Lead solder is much the same thing. For 50 years hundreds of thousands of stay at home moms raised their kids at home, some of them living in older homes with threaded iron plumbing and some living in newer homes with lead soldered copper plumbing. Yet, no one ever noticed that stay at home moms and new born babies in newer homes were any sicker than people that lived in older homes. Yet they've banned lead solder for supply piping, just in case.

Truth is, we just plain don't know why some people get sick and die from asbestos at 36 years old, and other people can live to 95 years old in San Fransisco and still be in remarkably good health.

Megs:

A cast iron boiler will have long steel bolts going through it that hold the boiler sections together. If you take the cover off the boiler and remove the insulation (with a dust mask over your mouth) you should find those long draw bolts. Removing the nuts from those bolts or cutting through the bolts with a saw or torch will allow you to pull the sections apart. You may have to use something like a masonary chisel to spread the sections apart because they'll be pressed together pretty tightly.
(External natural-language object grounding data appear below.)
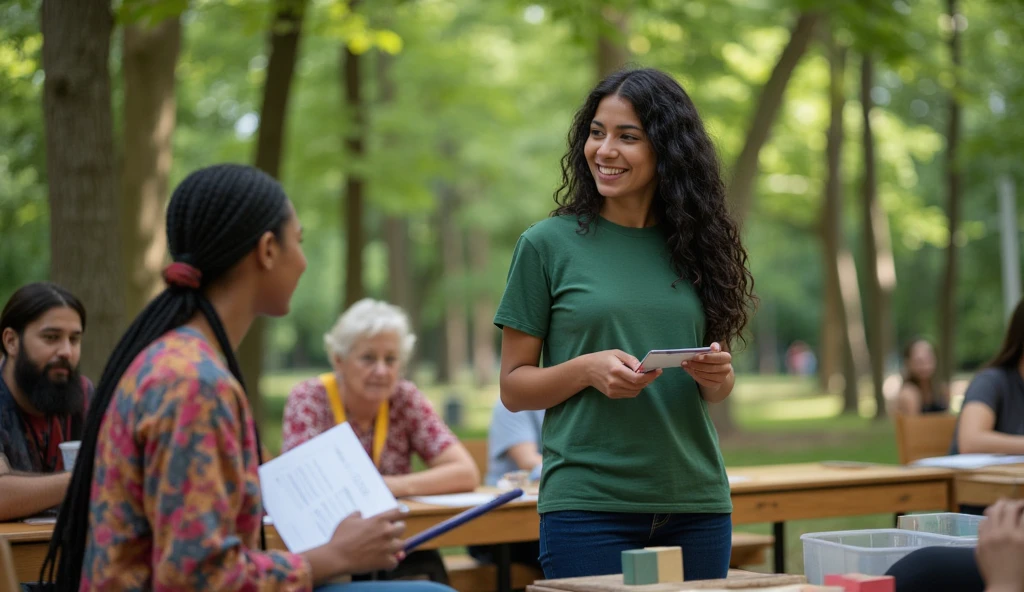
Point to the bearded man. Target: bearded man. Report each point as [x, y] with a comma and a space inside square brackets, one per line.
[42, 396]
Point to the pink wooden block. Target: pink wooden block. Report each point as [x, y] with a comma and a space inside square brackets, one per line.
[862, 583]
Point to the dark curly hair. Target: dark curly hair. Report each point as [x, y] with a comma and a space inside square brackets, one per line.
[690, 200]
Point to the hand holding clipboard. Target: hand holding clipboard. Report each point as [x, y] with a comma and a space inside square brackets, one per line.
[460, 519]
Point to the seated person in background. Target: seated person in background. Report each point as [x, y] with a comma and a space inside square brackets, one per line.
[42, 395]
[920, 393]
[368, 346]
[994, 565]
[513, 443]
[992, 417]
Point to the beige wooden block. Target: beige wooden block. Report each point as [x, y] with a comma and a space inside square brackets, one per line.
[670, 563]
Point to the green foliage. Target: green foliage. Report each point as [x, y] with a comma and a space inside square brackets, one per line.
[483, 94]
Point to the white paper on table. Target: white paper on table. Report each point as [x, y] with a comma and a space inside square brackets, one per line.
[464, 500]
[971, 461]
[311, 488]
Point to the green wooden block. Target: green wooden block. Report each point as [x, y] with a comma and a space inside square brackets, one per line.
[639, 567]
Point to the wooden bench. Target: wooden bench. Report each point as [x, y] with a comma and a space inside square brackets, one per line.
[467, 575]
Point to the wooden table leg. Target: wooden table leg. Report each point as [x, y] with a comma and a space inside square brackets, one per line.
[778, 530]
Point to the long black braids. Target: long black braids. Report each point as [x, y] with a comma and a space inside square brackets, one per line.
[216, 216]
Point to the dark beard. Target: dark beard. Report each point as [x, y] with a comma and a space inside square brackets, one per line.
[49, 397]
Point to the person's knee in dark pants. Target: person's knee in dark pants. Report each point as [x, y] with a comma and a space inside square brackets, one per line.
[938, 569]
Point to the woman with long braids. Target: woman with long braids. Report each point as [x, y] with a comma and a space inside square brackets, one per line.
[640, 254]
[165, 494]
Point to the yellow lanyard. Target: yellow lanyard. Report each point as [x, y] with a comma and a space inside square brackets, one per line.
[380, 429]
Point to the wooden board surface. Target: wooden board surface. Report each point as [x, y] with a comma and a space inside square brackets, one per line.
[736, 580]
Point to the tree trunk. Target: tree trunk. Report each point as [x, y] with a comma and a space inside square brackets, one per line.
[1009, 244]
[286, 31]
[453, 262]
[399, 268]
[767, 339]
[399, 272]
[878, 250]
[354, 184]
[856, 356]
[82, 182]
[947, 297]
[830, 358]
[841, 269]
[611, 51]
[745, 168]
[150, 56]
[483, 309]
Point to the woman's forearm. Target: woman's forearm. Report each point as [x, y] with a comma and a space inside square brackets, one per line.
[529, 387]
Anyhow, the trick to taking a boiler apart is to remove the two, three or four long draw bolts through it, and then you can remove the sections of the boiler one by one.

Every HVAC contractor that installs boilers will tell you how to take one apart because they normally do that before installing the new boiler.


----------



## hvactech (Mar 11, 2007)

go to craigslist and post it on the free stuff section, something like "free boiler for scrap metal" someone will take it.


----------



## ABH Co. (May 24, 2009)

*easy(er,ish) way to get boiler out of basement*

My most recent boiler removal was a 900 lb, 3 section unit, which was a steam boiler converted years ago to a hot water system. It did have asbestos insulation on the jacket(sheet metal covering with a corrugated cardboard looking type of asbestos sheet) I first stripped off the oil burner, jacket, and all inlet/outlet piping with a 48" pipe wrench. Next, I cut the section retaining bolts with a recip. saw/metal blade. Then, I used a Rotary hammer with a chisel bit and chiseled the sections loose where the press plug fittings hold them together--that was the easy part. Each separate section still weighed in at about 300 lbs., not the easiest to handle, especially by yourself. I "walked" each section to the cellar stairway(bilco stairwell) with a road ber and 2x4s for leverage. I then cut a 2x12 tu span the stairs as a ramp and used a tow chain to pull each section up and out. I've been giving the sections away on craigslist with ads for free scrap iron "you pick it up" GOOD LUCK


----------